Bezkresne morze, nieznana dal, o której opowiada porywisty wiatr – czyż w tej scenerii mogłoby zabraknąć ptaków gotowych do dalekiego lotu? Z nami nad morze wybrały się nie prozaiczne mewy, lecz poetyckie jaskółki…
W szarych jaskółkach zakochałam się od pierwszego wejrzenia, gdy tylko zobaczyłam je na stronie Natibaby. Spodziewałam się niecienkiej chusty, jednak jej rzeczywisty wygląd przerósł moje oczekiwania. Bardzo gruba, mięsista i zwarta, chropowata i czepliwa – zdecydowanie jest chustą dla małego słoniątka (z pewnością nie dla maluszka).
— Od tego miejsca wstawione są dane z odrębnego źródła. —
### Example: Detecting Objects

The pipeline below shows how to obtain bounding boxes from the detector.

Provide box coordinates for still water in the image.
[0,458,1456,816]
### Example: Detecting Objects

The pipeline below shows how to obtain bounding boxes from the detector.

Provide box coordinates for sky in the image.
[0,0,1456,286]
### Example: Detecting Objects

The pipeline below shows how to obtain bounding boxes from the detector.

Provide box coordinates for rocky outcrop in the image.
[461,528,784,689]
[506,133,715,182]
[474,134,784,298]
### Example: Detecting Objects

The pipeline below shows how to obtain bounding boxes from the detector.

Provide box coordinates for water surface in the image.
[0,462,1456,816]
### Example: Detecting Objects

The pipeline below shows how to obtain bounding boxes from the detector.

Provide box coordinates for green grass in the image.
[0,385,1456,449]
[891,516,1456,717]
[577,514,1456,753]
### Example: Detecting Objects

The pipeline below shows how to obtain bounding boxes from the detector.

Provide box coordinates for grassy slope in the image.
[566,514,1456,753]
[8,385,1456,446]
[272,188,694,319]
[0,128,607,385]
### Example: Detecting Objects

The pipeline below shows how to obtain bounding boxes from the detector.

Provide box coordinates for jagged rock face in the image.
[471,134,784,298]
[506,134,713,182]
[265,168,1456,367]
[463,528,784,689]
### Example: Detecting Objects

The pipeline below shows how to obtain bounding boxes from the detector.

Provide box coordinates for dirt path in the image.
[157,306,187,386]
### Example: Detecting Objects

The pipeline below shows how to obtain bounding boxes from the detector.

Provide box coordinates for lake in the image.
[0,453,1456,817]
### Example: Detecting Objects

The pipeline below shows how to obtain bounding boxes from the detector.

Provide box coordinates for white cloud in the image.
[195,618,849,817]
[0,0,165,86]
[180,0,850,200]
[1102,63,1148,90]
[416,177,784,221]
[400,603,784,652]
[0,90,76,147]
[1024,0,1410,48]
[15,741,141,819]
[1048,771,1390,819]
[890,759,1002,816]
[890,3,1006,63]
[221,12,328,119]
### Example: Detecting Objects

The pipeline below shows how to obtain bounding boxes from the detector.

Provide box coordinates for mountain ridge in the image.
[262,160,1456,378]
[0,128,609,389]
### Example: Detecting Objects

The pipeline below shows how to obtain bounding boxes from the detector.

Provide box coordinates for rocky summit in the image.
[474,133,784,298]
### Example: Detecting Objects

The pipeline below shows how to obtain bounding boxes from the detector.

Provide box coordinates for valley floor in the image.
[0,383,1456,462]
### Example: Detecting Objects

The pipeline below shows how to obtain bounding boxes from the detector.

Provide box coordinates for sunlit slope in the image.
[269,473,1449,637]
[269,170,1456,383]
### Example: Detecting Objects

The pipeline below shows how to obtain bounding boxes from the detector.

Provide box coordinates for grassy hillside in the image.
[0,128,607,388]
Dość sztywna, mimo że trafiła do mnie już podłamana – wymaga sporego wysiłku przy dociąganiu, a także – zawiązaniu węzła. Za to nosi bajecznie i cudownie odejmuje kilogramy kochanego ciężaru, a także – dzięki chropowatości – mocno trzyma, nawet gdy Mały Wiercipięta stara się rozwalić wiązanie. Na dłuższe spacery spisuje się na medal – są one z nią czystą przyjemnością.
Jaskółki są jednym z moich ulubionych natkowych wzorów, a szaro-różowe połączenie kolorystyczne dodaje im uroku (i choć żaden z tych kolorów nie jest moim ukochanym – razem tworzą wspaniałą mieszankę).